Широко раскрыв глаза от неожиданного предложения, Максим подался вперёд, чуть не упав с табурета.
– Я как умру, – спокойно сказал старик, – ты деньги мои себе возьми. Там они, за печкой, найдёшь. Тебе много на что хватит. Только это не запросто так, мальчик. Пообещай мне выполнить мою последнюю волю. Как помру я, значит, заберёшь этот гамак, и сожжёшь его. Договорились?
– Ну..– мальчик недоуменно посмотрел на старика,– ладно, а зачем сжигать-то?
– Сожги! – чуть не закричал дед, побледнел и шумно задышал,– ты тупой что ли? Хочу, чтоб так было! Моя это вещь, понимаешь? Не хочу, чтоб другие ей пользовались, и точка..
Старик закашлялся, потом вдруг неожиданно ловко сел в гамаке и свесил
Максимка рассматривал гамак. Тот действительно был огромным, длиной во всю комнату. Верёвки, с палец толщиной, переплетаясь друг с другом хитрыми узлами, по обе стороны крепились к широким коричневым кожаным планкам, от которых, в свою очередь, отходили ещё более толстые верёвки, сходившиеся вместе, в один узел, в центре которого тускло блестело большое, с кулак, медное кольцо. В противоположные стены узкой комнаты были вбиты ржавые железные крюки, державшие кольца гамака. Он казался таким широким, что даже втроём спать в нём было бы совсем не тесно.
Заметив, что Максимка изучает его постель, старик улыбнулся, почти ласково.
– Нравится?– спросил он,– жалко сжигать, да?
– Хорошая вещь,– обстоятельно, как взрослый, подражая отцу, ответил мальчик, – могла бы ещё пригодиться.

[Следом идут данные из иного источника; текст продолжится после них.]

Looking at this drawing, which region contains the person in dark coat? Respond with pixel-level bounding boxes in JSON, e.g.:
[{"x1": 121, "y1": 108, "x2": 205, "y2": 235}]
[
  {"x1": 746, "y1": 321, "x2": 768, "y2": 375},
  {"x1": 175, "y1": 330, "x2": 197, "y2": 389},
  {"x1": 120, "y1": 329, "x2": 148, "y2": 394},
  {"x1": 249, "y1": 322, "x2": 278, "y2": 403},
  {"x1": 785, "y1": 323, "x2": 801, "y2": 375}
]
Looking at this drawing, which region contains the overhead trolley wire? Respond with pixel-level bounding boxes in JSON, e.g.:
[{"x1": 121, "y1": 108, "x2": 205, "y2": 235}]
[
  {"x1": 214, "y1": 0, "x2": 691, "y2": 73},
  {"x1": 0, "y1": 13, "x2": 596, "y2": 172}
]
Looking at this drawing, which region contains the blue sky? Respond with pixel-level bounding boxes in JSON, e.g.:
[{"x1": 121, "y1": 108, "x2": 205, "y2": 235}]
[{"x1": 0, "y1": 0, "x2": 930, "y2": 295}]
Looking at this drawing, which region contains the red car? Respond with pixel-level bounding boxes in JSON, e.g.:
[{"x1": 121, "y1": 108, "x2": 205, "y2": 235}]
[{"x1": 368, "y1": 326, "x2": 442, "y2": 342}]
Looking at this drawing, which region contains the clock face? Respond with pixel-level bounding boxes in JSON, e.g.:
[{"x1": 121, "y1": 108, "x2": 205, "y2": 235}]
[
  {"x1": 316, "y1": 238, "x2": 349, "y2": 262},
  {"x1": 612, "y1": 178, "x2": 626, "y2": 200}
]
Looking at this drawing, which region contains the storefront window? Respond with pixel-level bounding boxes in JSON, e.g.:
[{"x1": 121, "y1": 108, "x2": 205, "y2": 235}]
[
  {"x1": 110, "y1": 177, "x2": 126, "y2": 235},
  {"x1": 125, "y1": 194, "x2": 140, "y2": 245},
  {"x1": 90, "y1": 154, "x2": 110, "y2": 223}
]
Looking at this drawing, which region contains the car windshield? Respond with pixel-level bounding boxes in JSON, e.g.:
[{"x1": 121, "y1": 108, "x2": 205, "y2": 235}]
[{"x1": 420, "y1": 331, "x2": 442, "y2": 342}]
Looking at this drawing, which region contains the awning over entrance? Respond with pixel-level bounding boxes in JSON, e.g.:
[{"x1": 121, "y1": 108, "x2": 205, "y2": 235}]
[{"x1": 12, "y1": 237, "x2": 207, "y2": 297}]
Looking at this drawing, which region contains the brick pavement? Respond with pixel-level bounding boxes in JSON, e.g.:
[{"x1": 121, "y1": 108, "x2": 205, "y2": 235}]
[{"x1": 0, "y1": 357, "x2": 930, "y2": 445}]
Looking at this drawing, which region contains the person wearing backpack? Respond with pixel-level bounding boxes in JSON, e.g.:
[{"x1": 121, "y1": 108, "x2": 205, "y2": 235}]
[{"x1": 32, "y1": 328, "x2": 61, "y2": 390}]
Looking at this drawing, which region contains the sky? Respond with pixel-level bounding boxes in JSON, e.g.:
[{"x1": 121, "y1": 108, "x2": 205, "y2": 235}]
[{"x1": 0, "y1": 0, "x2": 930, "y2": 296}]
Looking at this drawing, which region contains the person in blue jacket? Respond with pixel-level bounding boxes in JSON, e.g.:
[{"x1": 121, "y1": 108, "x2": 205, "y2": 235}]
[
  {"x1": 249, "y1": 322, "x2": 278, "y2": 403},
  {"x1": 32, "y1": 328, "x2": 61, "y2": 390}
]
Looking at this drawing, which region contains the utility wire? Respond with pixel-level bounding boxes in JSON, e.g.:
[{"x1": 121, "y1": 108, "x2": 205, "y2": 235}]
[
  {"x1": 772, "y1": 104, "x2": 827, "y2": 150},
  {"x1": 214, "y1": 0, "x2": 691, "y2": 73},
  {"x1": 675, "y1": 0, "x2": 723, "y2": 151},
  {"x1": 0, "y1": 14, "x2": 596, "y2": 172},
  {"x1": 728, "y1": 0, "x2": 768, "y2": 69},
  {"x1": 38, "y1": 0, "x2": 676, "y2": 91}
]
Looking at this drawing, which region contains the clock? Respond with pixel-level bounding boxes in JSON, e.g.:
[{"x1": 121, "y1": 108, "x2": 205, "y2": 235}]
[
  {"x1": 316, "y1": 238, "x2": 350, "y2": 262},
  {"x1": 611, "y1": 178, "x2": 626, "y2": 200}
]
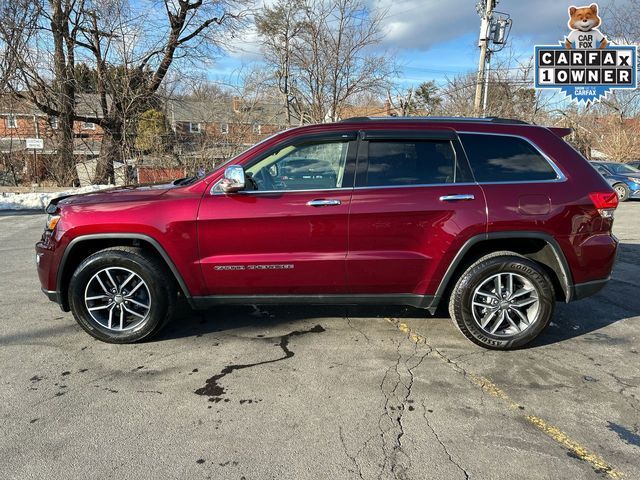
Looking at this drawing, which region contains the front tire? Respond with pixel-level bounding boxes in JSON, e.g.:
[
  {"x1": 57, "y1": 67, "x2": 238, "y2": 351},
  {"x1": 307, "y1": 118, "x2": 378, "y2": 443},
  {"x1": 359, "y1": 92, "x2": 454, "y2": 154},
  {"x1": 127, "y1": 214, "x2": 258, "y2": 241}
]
[
  {"x1": 69, "y1": 247, "x2": 176, "y2": 343},
  {"x1": 449, "y1": 252, "x2": 555, "y2": 350}
]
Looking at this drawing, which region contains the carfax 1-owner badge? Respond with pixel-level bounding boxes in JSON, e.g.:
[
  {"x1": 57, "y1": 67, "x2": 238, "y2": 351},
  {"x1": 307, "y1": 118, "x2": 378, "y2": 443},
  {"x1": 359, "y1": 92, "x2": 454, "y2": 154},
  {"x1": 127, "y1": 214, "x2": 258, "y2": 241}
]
[{"x1": 535, "y1": 3, "x2": 638, "y2": 103}]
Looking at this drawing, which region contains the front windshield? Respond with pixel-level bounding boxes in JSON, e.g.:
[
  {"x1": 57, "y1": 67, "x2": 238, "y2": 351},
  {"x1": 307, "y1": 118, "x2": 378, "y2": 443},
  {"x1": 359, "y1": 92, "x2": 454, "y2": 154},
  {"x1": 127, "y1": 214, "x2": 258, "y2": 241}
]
[{"x1": 607, "y1": 163, "x2": 640, "y2": 175}]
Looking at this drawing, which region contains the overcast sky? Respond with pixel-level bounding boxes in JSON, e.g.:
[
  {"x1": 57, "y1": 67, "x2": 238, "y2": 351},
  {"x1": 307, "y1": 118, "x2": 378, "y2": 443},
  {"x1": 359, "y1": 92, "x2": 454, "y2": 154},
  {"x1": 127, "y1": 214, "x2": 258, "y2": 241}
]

– Нет, – упрямо возразил старик,– не сможет. Вещь, конечно, стоящая, сделано на совесть. Натуральная пенька, кольца из чистой меди. За тридцать лет не рвался ни разу, правда, пролежал на чердаке двадцать пять.. Что смотришь? Думаешь, что в этом доме нет чердака? Конечно, ведь это ж не мой дом. Думаешь, я больной и нищий старик? Да, сейчас так и есть. Но тридцать лет назад, почти что в это же самое время, жили мы с женой на побережье одного далекого острова, такого далекого, что в этой деревне о нём и знать не знают. Однажды, во время прилива, выбросило этот гамак на берег, видимо, с яхты какой-то ветром унесло. Я его подобрал и домой привёз, думал, сгодится для отдыха. Но закружила жизнь, и валяться мне в этом гамаке, видишь, только в старости пришлось. Дети родились, один за другим, работал я много – в праздности, как сейчас, минуты не провёл. Прожили мы с женой хорошо, в любви. Только детей избаловали сильно, но это тоже от любви, понимаешь? А потом умерла она, и выставили дети меня из моего же дома, чуть в психушку не отправили, еле сбежал. Вот и пригодился мне этот гамак, мальчик. Люблю я его, спится мне в нём хорошо. Сладко так спится, будто умер я уже. Сны снятся по-райски яркие, чудесные. Про жизнь минувшую, про счастье, про перьевые облака на закате, про юное дыхание зелени ранней весной, про.. эй, да ты спишь, я вижу. Эй, Максимка!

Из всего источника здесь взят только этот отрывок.